O primeiro passo para a digitalização dos processos no Tribunal de Alçada Criminal (Tacrim) foi dado nesta segunda-feira. Pela primeira vez em uma audiência, em vez de pilhas de papel sobre a mesa, os juízes tinham às mãos computadores para lerem seus votos. O julgamento foi da apelação de um réu preso em Itanhaém, no litoral de São Paulo, que pediu progressão de regime de pena.

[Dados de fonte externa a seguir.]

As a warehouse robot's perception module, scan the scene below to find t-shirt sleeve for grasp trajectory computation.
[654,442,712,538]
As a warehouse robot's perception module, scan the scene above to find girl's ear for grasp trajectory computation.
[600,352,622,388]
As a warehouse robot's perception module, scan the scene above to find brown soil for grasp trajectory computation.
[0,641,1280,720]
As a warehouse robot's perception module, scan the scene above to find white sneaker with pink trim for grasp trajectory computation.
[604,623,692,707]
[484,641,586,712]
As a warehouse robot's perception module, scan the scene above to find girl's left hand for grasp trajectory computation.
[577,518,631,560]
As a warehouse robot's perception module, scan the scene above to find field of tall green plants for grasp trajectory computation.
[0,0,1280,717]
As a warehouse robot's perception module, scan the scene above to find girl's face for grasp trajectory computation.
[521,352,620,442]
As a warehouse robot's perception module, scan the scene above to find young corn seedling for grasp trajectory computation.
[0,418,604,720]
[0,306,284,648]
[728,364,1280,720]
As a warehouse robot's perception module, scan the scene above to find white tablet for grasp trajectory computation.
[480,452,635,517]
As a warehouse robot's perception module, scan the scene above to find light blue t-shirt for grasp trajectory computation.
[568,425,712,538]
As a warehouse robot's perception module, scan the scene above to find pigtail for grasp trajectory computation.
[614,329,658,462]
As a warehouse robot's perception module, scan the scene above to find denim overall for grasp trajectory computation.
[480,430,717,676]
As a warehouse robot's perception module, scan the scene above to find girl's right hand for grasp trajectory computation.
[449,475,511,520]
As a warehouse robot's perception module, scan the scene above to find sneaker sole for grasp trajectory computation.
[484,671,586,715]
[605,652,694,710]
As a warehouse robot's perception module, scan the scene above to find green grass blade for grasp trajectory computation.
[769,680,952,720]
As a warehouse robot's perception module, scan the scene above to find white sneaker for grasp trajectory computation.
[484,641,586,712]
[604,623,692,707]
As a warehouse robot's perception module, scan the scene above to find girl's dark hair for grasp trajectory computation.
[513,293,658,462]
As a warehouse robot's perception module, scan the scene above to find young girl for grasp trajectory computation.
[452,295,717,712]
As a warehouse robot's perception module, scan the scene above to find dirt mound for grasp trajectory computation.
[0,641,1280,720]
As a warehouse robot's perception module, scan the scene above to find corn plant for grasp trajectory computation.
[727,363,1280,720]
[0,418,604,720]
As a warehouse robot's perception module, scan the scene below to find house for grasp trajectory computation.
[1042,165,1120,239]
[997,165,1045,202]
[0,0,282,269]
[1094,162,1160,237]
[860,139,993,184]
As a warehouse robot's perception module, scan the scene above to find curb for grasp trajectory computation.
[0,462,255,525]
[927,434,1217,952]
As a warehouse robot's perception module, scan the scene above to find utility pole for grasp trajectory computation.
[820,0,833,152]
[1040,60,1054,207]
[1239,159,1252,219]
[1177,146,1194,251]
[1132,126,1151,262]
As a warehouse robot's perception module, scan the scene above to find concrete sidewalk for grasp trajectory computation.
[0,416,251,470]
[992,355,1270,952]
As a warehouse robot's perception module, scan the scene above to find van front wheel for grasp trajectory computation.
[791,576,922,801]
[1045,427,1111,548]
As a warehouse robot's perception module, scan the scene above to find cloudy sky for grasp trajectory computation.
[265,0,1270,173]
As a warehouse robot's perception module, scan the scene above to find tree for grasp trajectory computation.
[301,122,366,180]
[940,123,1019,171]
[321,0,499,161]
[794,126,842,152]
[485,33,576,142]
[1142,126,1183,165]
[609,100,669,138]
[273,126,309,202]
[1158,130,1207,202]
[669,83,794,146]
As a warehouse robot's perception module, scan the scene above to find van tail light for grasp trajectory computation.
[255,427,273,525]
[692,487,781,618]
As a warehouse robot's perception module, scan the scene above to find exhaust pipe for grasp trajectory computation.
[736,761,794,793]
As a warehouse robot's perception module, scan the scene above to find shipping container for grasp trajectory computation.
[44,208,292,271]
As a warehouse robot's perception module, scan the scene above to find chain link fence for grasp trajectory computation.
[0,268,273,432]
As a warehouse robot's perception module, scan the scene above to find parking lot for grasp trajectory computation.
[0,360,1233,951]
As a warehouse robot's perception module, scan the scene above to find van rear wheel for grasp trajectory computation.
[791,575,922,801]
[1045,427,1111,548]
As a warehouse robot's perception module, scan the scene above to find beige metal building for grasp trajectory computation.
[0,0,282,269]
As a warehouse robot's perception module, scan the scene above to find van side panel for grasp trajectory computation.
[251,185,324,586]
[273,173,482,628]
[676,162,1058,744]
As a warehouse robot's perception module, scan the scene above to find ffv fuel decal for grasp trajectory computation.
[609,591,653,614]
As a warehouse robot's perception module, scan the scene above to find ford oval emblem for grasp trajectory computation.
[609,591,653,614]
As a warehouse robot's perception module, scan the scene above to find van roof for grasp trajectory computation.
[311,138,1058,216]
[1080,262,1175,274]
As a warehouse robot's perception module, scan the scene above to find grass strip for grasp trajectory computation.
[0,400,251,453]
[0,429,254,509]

Como não foi atendido, entrou com recurso contra a decisão. No Tacrim, os juízes recusaram a apelação e negaram o habeas-corpus. Tudo não durou mais de 2 minutos.Segundo os magistrados, a troca do sulfite por disquetes e informações pela rede deve representar agilidade no trânsito de processos. "É uma economia de 40% a 50% de tempo ao fazer o trânsito de informações apenas por cabo, virtualmente", diz o juiz Luís Soares de Mello. A diferença é que os papéis não passam mais do gabinete de um juiz para outro antes das audiências. "Transita apenas o disquete ou informações entre computadores. O que demoraria um, dois, três dias com o papel, é resolvido imediatamente", afirma Mello. Durante os julgamentos, o juiz pode ir direto ao trecho que está procurando, sem se perder nas folhas.Para instalar o sistema, foram investidos R$ 500 mil em equipamentos e R$ 1,3 milhão na rede. Mas ainda não é desta vez que o papel será eliminado dos tribunais. A decisão final do Tacrim ainda tem de ser feita em sulfite e o próprio processo de primeira instância, vindo das comarcas e das varas criminais, chega ao Tacrim, um tribunal de segunda instância, em pilhas de folhas.